Los Angeles mansion, once owned by Cher, is now available for US$115 million after seller cuts price by US$65 million
- The act of pricing homes well above their market value, known as aspirational pricing, is adopted by sellers looking to generate attention around their listings
- One home in Los Angeles priced at US$250 million was later sold for US$94 million

In a year when the 10 most expensive homes in the US sold for an average US$100 million each, sellers of super luxury properties had reason to be confident. But some were too confident, at least on paper: many sellers of luxury real estate listed properties for millions of dollars more than their ultimate sales price.

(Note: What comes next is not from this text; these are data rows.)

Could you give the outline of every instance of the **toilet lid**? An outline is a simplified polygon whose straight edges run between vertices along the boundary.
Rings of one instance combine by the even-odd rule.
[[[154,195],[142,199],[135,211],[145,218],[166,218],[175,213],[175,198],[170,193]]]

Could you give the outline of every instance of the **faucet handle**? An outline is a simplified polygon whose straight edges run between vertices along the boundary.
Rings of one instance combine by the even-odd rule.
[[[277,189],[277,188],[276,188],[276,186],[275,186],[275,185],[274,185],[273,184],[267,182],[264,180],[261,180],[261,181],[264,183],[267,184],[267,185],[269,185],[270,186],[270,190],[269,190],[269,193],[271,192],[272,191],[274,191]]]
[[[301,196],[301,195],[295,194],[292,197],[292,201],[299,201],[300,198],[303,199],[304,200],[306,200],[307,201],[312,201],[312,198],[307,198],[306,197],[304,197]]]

The offering price of a Los Angeles mansion once owned by Tony Curtis, and later Sonny and Cher, has swung radically in the last few years. It’s currently listed for US$115 million after being offered at US$180 million in 2017, showcasing a price cut of US$65 million. According to the Los Angeles Times, it was bought in 2016 for US$90 million. And, after an original asking price of US$110 million, a New York City penthouse in the ultra luxury Woolworth Building was relisted earlier this year at US$79 million, a 28 per cent cut.
The act of pricing homes well above their market value, known as aspirational pricing, has been adopted by sellers looking to generate attention around their listings. It’s used as a branding tool, said Jonathan Miller of Miller Samuel Inc.
“One of the reasons why this is more severe, on a percentage basis, at the high end is these properties are very unique, and therefore very hard to price,” Miller said. And even though the initial list prices are often way off the mark, the properties still can set records when they sell. Each of these super-high-end sales “shows you how extreme the aspirational pricing was to begin with”.

Sometimes pricing an ultra luxury mansion well above market value is part of a seller’s overall strategy, said Stephen Kotler, who oversees the Western region for Douglas Elliman. “There’s a lot of nuance to pricing a luxury property,” he said. Sellers willing to let their properties sit on the market for longer often choose higher prices than do developers who have debt. “Some may say they’re willing to wait.”